Antisense transcription is a pervasive but poorly understood phenomenon in a wide variety of organisms. We have found evidence for a novel source of antisense transcription in Arabidopsis thaliana associated with miRNA targets via computational analyses of published whole-genome tiling microarray data, deep sequencing smRNA datasets, and from custom high-resolution (3 nt) tiling microarray analysis.
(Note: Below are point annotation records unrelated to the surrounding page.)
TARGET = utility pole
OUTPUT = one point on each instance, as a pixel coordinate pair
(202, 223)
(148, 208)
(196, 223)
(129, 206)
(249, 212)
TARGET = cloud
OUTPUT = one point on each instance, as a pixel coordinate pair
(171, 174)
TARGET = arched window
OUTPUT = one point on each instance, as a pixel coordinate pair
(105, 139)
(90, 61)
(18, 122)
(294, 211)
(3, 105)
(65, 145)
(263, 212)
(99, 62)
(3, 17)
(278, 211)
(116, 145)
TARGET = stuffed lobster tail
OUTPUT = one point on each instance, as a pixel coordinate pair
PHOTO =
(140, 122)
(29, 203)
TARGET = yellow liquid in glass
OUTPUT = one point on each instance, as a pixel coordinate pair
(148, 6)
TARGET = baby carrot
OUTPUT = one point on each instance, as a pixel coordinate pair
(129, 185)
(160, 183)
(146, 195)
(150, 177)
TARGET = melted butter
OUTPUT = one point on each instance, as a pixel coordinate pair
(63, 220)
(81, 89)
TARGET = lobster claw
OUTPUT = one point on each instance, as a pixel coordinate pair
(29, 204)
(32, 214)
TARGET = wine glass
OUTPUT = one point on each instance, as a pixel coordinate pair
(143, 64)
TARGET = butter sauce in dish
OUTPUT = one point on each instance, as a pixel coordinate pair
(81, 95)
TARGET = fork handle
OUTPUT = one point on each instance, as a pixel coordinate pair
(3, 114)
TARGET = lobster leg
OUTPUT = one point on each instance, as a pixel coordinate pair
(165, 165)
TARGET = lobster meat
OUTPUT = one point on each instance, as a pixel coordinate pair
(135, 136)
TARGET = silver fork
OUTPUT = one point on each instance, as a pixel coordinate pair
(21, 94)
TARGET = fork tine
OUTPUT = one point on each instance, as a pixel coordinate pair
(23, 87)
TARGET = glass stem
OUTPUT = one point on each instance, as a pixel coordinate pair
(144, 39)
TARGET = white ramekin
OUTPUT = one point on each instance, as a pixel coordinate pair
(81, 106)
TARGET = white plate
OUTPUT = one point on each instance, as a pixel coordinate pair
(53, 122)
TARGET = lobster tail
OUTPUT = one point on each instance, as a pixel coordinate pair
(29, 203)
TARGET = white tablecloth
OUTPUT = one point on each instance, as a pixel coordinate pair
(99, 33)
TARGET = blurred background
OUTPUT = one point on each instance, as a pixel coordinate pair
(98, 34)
Our data show increased antisense transcription for select miRNA targets in the hua enhancer1-1 (hen1-1), a smRNA methyltransferase mutant, and the suppressor of gene silencing3-14 (sgs3-14) mutant that affects post-transcriptional gene silencing and leaf development. Additional results suggest that miRNA targets and MIRNA genes are subject to the activities of both the miRNA and RNA silencing pathways in which HEN1 and SGS3 may represent associated nodes. The analysis of sense–antisense transcripts using high-resolution tiling microarrays and genetic mutants provides a precise and sensitive means to study epigenetic activities. Our method of mining expression data of plant miRNAs targets and smRNAs is potentially applicable to the identification of epigenetic targets in metazoans, where computational methods for prediction of miRNAs and their targets lack power because of sequence degeneracy, and to identify loci producing antisense transcripts by triggers other than miRNA-directed cleavage.